Coś w świadomości nas – konsumentów – już drgnęło, ale do większych zmian nawyków zmusiły nas na razie przede wszystkim przepisy: konieczność segregacji śmieci czy obowiązkowe opłaty za torby foliowe w sklepach. To jednak wciąż za mało i niezbędna jest, także nasza własna inicjatywa. I to zanim okaże się, że w ocenie zamiast ryb pływają już tylko plastikowe butelki.
Na szczęście dziś bycie eko jest coraz łatwiejsze, a przyjaznych środowisku produktów nie musimy już szukać w specjalistycznych sklepach. Podczas zakupów warto zwracać uwagę na certyfikaty gwarantujące, że dany produkt pochodzi ze zrównoważonych źródeł. MSC to certyfikat zrównoważonego rybołówstwa. Niektóre z dużych sieci handlowych, oferują produkty rybne już niemal wyłącznie z tym symbolem. „Zielona żabka” oznacza certyfikat Rainforest Alliance, przyznawany m.in. takim produktom, jak drewno, papier, olej palmowy, a nawet – cięte kwiaty. Znak FSC dotyczy produktów pochodzących z terenów, gdzie prowadzona jest odpowiednia gospodarka leśna. Popularny jest także certyfikat Fairtrade.

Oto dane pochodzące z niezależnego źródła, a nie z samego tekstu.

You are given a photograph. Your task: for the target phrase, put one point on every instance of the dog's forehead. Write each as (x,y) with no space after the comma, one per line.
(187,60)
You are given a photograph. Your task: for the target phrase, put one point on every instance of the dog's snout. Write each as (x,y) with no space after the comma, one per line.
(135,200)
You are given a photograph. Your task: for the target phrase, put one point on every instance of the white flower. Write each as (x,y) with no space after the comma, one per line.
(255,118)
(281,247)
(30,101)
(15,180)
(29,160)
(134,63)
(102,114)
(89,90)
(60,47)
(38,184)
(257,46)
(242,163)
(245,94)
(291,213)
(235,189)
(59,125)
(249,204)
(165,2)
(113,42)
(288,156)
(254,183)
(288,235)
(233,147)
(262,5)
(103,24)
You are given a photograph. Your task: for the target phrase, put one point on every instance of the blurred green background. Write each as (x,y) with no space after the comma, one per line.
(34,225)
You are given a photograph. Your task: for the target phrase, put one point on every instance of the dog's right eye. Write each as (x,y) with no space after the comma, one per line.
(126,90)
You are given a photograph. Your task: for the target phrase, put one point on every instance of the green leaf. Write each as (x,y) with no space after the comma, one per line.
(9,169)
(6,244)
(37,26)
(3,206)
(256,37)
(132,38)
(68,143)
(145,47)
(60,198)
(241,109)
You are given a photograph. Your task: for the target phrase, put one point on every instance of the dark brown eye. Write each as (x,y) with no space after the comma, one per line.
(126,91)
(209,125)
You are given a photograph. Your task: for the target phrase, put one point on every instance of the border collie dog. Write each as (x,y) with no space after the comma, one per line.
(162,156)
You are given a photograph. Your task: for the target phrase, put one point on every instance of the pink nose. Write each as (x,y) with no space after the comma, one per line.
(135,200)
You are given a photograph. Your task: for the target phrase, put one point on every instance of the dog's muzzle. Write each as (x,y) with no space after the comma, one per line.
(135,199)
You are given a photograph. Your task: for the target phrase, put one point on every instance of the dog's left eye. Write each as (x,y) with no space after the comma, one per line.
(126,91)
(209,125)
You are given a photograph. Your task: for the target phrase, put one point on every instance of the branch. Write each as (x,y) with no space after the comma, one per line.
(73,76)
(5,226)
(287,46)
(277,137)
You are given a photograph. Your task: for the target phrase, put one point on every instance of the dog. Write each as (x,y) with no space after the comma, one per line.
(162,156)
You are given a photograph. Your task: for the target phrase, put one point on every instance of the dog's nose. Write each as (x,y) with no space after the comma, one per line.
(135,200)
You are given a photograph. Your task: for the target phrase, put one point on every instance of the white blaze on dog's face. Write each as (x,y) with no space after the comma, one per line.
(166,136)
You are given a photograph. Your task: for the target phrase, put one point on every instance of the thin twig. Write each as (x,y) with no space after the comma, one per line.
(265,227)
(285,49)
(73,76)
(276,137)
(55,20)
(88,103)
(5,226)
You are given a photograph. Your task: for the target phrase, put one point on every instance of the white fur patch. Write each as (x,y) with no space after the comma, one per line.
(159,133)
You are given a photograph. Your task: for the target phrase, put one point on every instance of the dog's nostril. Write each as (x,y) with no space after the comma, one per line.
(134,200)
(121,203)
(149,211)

Choć podczas zakupów coraz częściej pamiętamy o torbach wielokrotnego użytku, to jednak wciąż chętnie pakujemy w osobne „foliówki” różne rodzaje owoców i warzyw. A przecież nic nie stoi na przeszkodzie, by ważyć je osobno i wszystkie umieszczać w jednej torbie. Innym pomysłem jest korzystanie z samodzielnie uszytych tkaninowych woreczków, w których możemy przenosić i przechowywać pieczywo oraz inne produkty. Do niektórych sklepów możemy się już udać także z własnymi pojemnikami – zapakujemy w nie produkty sypkie i sprzedawane na wagę gotowe dania.
Kupując odzież warto zwracać uwagę na to, gdzie i jak powstała. Produkcja bawełny pochłania ogromne ilości wody oraz pestycydów, które są niebezpieczne nie tylko dla ludzi, ale m.in. także dla pszczół. Dlatego tak ważne jest wykorzystywanie materiału ze zrównoważonych źródeł. Firmy coraz częściej poszerzają swój asortyment o produkty z tkanin bardziej przyjaznych środowisku, rezygnując jednocześnie z naturalnych futer czy angory.
Jednak zanim zdecydujemy co kupić, może warto zastanowić, się czy kolejny zakup w ogóle jest niezbędny. Czy naprawdę potrzebujemy nowego telefonu, jeśli poprzedni wciąż spełnia swoje funkcje? Przemyślane zakupy to ukłon w stronę środowiska naturalnego. Zainwestujmy w dzbanek filtrujący wodę lub sprawdźmy czy nasza kranówka jest zdatna do picia. Zbędnymi ubraniami wymieńmy się z przyjaciółmi, a te gorszej jakości – przekażmy do recyklingu. Sprzęt sportowy czy narzędzia, których używamy rzadkiej możemy wypożyczyć. Alternatywę znaleźć można nawet dla płynnych kosmetyków w plastikowych opakowaniach – coraz popularniejsze są szampony i mydła w kostkach. Pierwszy firmy oferują już także możliwość ponownego napełniania opakowania po kremie bezpośrednio z dystrybutora umieszczonego w sklepie.
Przy szeregu „eko-możliwości” i rosnącej świadomości społeczeństwa, trzymać się starych nawyków już po prostu nie wypada.